From Monkey Charm
"The Freedom Fighters have been employed in an effort to interdict arms smuggling to the communist guerrillas in El Salvador, as well as to halt any destabilization efforts against the democratically elected governments of Central America and the Caribbean. We favor a toughening of U.S. policy in the region, including, but not limited to, an escalation of military pressure of all kinds, using overflights, various naval interdictions, and lots of military exercises."
-Ronald Wilson Reagan, 40th President of the United States of America
Conquistador Beach.

Alex Ferraro wanted to breathe. Inhaling the rancid-bloom fragrance of jungle swept in by the Caribbean trade winds, the healing oxygen soothed him. Dunes rose behind like creeping iguanas clinging to this sun-baked, wind-blown, rain-soaked paradise. Foamy waves splashed into sand, the humid haze slowed scraggly-bearded Alex, as he trudged past children attracted like flies to the tall invader in black boots and khakis. He wanted to breathe in every minute of the wild beach and happy children who showed him sea grapes to eat, but his employer-benefactor, John Blakemore, waited at the nearby cantina. What he really needed to do was find a cargo boat heading down the Honduran coast to La Moskitia.

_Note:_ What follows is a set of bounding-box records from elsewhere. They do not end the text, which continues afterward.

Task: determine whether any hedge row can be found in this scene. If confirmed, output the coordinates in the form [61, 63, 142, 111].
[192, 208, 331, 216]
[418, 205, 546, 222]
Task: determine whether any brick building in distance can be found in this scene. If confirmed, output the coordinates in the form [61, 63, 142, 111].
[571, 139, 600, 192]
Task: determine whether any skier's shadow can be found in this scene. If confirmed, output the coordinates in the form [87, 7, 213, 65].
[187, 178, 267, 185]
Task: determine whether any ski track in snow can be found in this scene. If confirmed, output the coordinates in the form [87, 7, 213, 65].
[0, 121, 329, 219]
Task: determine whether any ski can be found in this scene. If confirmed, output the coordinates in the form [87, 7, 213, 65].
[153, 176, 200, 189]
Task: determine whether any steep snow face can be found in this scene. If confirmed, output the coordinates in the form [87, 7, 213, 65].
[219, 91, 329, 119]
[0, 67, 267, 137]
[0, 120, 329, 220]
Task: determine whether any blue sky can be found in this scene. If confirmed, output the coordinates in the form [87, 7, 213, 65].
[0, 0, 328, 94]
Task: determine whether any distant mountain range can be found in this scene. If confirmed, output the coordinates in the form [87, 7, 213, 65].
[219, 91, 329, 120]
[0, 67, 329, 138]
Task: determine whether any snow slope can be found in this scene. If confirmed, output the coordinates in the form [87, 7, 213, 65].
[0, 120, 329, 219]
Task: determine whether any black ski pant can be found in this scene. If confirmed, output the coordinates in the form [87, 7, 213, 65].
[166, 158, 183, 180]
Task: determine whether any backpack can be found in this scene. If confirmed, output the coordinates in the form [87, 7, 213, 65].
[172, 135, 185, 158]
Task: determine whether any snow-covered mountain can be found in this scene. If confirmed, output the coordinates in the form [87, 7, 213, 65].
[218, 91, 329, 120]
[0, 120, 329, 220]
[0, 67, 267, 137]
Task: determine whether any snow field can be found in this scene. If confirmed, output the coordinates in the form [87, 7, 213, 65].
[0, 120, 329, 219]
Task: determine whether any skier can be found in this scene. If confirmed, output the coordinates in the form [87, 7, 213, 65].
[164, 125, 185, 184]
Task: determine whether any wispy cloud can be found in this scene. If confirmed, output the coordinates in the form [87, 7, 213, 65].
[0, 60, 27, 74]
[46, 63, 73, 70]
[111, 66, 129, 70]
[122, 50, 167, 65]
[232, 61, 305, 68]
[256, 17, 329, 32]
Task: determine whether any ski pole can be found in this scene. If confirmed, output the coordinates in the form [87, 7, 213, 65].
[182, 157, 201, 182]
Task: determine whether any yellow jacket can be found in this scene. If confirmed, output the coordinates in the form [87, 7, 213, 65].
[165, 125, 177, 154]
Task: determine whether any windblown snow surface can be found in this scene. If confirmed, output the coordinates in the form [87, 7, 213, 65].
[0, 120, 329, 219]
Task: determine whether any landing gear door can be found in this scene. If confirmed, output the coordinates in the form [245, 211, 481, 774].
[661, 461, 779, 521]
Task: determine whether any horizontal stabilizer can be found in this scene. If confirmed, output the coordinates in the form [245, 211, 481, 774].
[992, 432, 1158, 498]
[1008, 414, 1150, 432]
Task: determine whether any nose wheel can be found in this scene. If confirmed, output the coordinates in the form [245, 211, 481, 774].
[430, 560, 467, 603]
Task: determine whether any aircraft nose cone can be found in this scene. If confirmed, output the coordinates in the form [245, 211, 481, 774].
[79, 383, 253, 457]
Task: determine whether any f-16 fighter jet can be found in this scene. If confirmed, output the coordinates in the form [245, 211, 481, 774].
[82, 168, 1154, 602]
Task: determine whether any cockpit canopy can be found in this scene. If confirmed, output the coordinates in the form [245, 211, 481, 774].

Alex was not running from the law, per se, just places with too many laws, people, noise. He would live in the forest, find a landscape without roads, without electricity, just a village. The Miskitu people, according to his map, lived in a land of rivers and lagoons, rainforests and savannas, no cities, and that would be just fine. Squawking black birds thronged the coconut palms, making a joyous, peaceful music. The cocos swayed in the breeze over thatched champa huts where fried fish and beer were peddled to tourists. Alex entered the biggest one, gringo-owned, looking past the stuffed marlin and a stretched jaguar pelt displayed on bamboo poles. Old Blakemore in rumpled khaki, relaxed under the palm-frond roof shading lounge-chairs and hammocks. The beat of reggaeton thumped from a juke box. Alex Ferraro could do this jungle anarchy.

"Hey, John."

John Blakemore, mid-fifties and badass ruddy-faced, rotund from rich food and enjoying life, turned from his wooden recline, self-fanning, having a Flor de Cana rum straight. In the middle of a word with the restaurant proprietor, he motioned for Alex to wait. "Do you want to eat?" he asked and Alex declined. The view stretched eastward along the Bay of Triunfo, a serene green-blue terminanting at the peninsula of Puerto de la Plata, where Columbus said the first mass on Central American soil in 1502.  Last night's deluge left the air so sparkling one might see clear across the Caribbean to New Orleans, but the Dole port built by the US military blocked the view, where a Polish container ship loaded banana, pineapple, and African palm oil.

The proprietor stepped into the kitchen with his order and Blakemore, executor of a Providence family real estate concern, without so much as a hello, handed Alex a check.  "If you do your job right, we will open up the entire coast of La Moskitia for ecotourism, for seekers to learn and study with the Miskitu.  It's exciting..."

Paranoid Alex glanced around to ensure no one watched. Just down the hill from the oldest town in Honduras, no ancient buildings remained as pirates sacked and burned the grandiose visions the Spaniards had for a new society.  They even shot the freebooter William Walker here, leaving his dream of a new gringo colony to the red soil worms of the Triunfiano cemetery.  Why did Alex have to accept the job?  He came to Central America to escape the life-debacle back home in Boston, good-bye to suit-wearing, train-riding, clack-a-clack-a-clack. After six months of unemployment and weeks on the road since Mexico, he only wanted to find a small village and learn to live without.  How long can someone subsist on no money?  Not long: ecotourism sounded like something he could do.

"I don't know about this..." Alex said to Blakemore.